= Thomas Haigh =

English violinist, pianist, and composer

Thomas Haigh (1769 - 1808), was an English violinist, pianist, and composer.

Haigh was born in London in 1769, and studied composition under Haydn in 1791 and 1792. Haigh's numerous compositions include sonatas for pianoforte solo and for pianoforte and violin or flute, serenatas, capriccios, and arrangements. Some of them were reprinted at Paris and others at Offenbach.

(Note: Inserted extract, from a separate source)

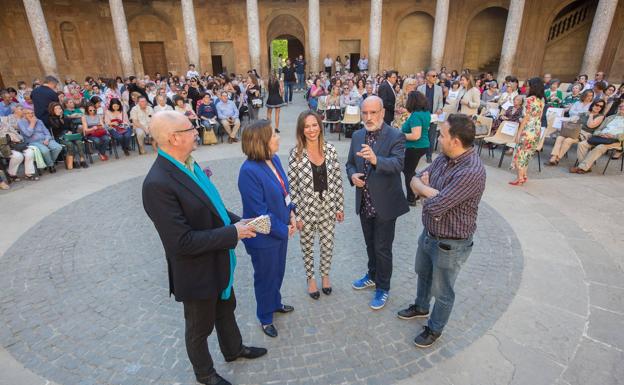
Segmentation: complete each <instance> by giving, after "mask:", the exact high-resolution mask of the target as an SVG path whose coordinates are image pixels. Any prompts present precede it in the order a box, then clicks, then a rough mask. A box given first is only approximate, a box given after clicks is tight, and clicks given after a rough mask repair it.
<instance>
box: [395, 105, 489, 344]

The better known of them are: Two sets of three sonatas, each for pianoforte, dedicated to Haydn, 1796(?); three sonatas for pianoforte, with accompaniment for violin or flute, London, 1798(?); three sonatas for pianoforte, airs by Giardini introduced, Op. 13, 1800(?); sonata for pianoforte, with air from ‘Beggar's Opera’ introduced, Op. 28, 1800(?); sonata, with air Viva tutte, accompaniment flute or violin, 1812(?); sonata, pianoforte, dedicated to Miss Bain, 1817(?); grand sonata, dedicated to Miss Heathcote, 1819; ‘Yesterday,’ ‘Whan you told us,’ and other ballads, about 1800. A violin concerto and a parody on the 'Lodoiska' for flute (see Clementi's Catalogue) are also ascribed to Haigh in the ‘Dictionary of Music’ of 1827.

From 1793 to 1801 Haigh lived in Manchester, where he probably had family connections. He died in London in April 1808.